Outre qu’elle permet la mise en œuvre d’un plan de réduction des effectifs de façon rapide (les délais de consultation du CSE ainsi que les conditions de mise en œuvre du plan étant en effet fortement aménagés), la procédure collective offre également un cadre sécurisant pour la notification des licenciements pour motif économique.
A ce titre, il est constant que lorsque la rupture du contrat de travail intervient sur ordonnance du Tribunal de commerce, le caractère économique du motif de licenciement devient particulièrement difficile à contester pour les salariés (en ce sens, voir Cass. Soc., 10 juill. 2002, n° 00-42.340 ; Cass. Soc., 10 mai 2005, n° 03-40.624). Les risques de condamnation de l’employeur au paiement de dommages et intérêts pour licenciement sans cause réelle et sérieuse sont ainsi très limités.
L’employeur doit néanmoins rester vigilant :
- Il reste assujetti à une obligation préalable de reclassement, tout manquement à cette obligation pouvant justifier un contentieux prud’homale et, le cas échéant, l’octroi d’indemnités (Cass. Soc., 8 juin 1999, n° 96-44.811),
- Lorsque l’administrateur procède au licenciement d’un salarié d’une entreprise en redressement judiciaire, la lettre de licenciement doit comporter le visa de l’ordonnance du juge-commissaire autorisant le licenciement, faute de quoi le licenciement est privé de cause réelle et sérieuse (Cass. Soc., 27 mai 2020, n° 18-20.153) ;
- Surtout, le salarié reste recevable à contester la cause économique de son licenciement s’il prouve que l’autorisation du juge-commissaire a été obtenue par fraude (Cass. Soc., 4 juill. 2018, n° 16-27.922) ou que la liquidation judiciaire à l’origine de la cessation d’activité résulte d’une faute de l’employeur (Cass. Soc., 8 juill. 2020, n ° 18-26.140).
Dans cette dernière jurisprudence (Cass. Soc., 8 juill. 2020, n ° 18-26.140), une salariée avait été licenciée pour motif économique en raison de la liquidation judiciaire de l’entreprise impliquant la cessation de l’activité de cette dernière. Ultérieurement, le gérant de la Société avait été condamné par le Tribunal de Grande Instance – devenu le Tribunal judiciaire – en raison d’un défaut de déclaration d’état de cessation des paiements ainsi que d’un détournement d’actif.
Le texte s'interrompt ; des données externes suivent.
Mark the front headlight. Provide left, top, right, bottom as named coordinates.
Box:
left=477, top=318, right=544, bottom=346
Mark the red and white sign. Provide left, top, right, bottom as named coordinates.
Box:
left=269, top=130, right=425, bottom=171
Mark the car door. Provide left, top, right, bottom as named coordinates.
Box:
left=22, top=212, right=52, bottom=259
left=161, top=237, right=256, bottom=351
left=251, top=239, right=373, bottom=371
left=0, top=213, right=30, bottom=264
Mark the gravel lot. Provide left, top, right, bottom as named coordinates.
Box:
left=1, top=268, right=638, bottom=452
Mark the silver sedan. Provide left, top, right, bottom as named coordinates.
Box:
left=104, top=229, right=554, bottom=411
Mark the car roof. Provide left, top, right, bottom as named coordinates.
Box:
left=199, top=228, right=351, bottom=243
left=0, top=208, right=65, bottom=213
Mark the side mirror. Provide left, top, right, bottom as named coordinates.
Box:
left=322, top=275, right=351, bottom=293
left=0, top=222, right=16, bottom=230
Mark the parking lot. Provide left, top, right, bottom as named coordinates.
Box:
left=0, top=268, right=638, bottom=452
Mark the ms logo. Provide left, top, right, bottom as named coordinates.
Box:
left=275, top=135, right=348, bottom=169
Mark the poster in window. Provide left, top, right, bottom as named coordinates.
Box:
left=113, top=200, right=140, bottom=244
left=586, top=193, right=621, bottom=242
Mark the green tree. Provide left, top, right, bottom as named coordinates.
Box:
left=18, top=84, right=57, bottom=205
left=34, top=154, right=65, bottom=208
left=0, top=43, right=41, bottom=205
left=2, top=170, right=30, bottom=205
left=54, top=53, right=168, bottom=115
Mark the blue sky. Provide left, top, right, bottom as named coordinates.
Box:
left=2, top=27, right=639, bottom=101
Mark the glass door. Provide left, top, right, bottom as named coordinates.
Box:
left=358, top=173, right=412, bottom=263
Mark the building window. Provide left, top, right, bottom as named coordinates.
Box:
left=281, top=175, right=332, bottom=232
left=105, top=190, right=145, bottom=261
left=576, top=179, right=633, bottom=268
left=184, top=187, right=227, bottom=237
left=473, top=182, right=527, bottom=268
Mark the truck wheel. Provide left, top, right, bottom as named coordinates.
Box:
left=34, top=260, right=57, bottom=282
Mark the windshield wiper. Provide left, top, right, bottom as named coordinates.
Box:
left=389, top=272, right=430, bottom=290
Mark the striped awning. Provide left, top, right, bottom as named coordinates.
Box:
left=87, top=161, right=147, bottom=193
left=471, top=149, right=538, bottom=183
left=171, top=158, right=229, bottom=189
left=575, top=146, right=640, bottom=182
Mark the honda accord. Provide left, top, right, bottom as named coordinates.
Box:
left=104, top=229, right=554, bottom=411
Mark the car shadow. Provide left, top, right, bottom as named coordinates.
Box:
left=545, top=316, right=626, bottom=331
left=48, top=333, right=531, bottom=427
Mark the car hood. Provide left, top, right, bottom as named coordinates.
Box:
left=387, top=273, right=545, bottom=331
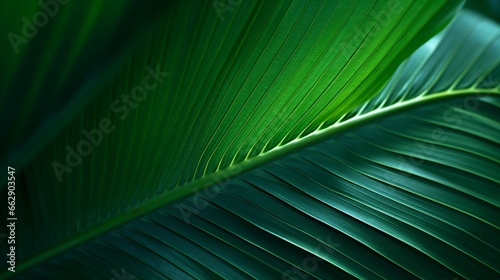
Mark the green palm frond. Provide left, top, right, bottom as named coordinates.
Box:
left=2, top=0, right=500, bottom=279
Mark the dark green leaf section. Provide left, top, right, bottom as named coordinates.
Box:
left=466, top=0, right=500, bottom=22
left=0, top=1, right=175, bottom=172
left=1, top=0, right=462, bottom=272
left=19, top=95, right=500, bottom=280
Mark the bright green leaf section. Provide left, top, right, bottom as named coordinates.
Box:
left=10, top=9, right=499, bottom=279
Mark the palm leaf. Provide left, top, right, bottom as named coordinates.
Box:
left=4, top=1, right=499, bottom=279
left=0, top=1, right=174, bottom=170
left=11, top=8, right=500, bottom=279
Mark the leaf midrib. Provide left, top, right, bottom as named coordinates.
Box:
left=13, top=87, right=500, bottom=276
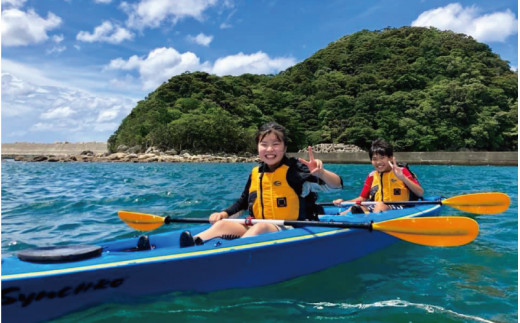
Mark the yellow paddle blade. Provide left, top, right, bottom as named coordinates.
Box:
left=443, top=192, right=510, bottom=214
left=373, top=216, right=479, bottom=247
left=118, top=211, right=166, bottom=231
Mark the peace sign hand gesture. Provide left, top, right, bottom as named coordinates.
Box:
left=298, top=146, right=323, bottom=177
left=388, top=157, right=405, bottom=181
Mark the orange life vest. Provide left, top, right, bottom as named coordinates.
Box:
left=371, top=171, right=411, bottom=202
left=249, top=165, right=300, bottom=220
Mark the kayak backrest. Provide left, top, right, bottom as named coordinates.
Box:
left=17, top=245, right=102, bottom=263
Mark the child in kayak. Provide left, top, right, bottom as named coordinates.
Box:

La salariée avait alors contesté son licenciement au motif que la cessation d’activité résultait d’une faute ou d’une légèreté blâmable de l’employeur. Après avoir rappelé que la faute de l’employeur à l’origine de la cessation d’activité était de nature à priver le licenciement de cause réelle et sérieuse, la Cour de cassation constate en l’espèce que le « défaut de déclaration de l’état de cessation des paiements et le détournement d’actif commis postérieurement à l’ouverture de la procédure collective n’étaient pas à l’origine de la liquidation judiciaire ».
Les employeurs doivent ainsi être attentifs aux actes réalisés en amont de l’ouverture d’une procédure collective, une gestion hasardeuse de l’activité sur cette période pouvant le cas échéant offrir un motif de contestation de la licéité de leur licenciement par les salariés.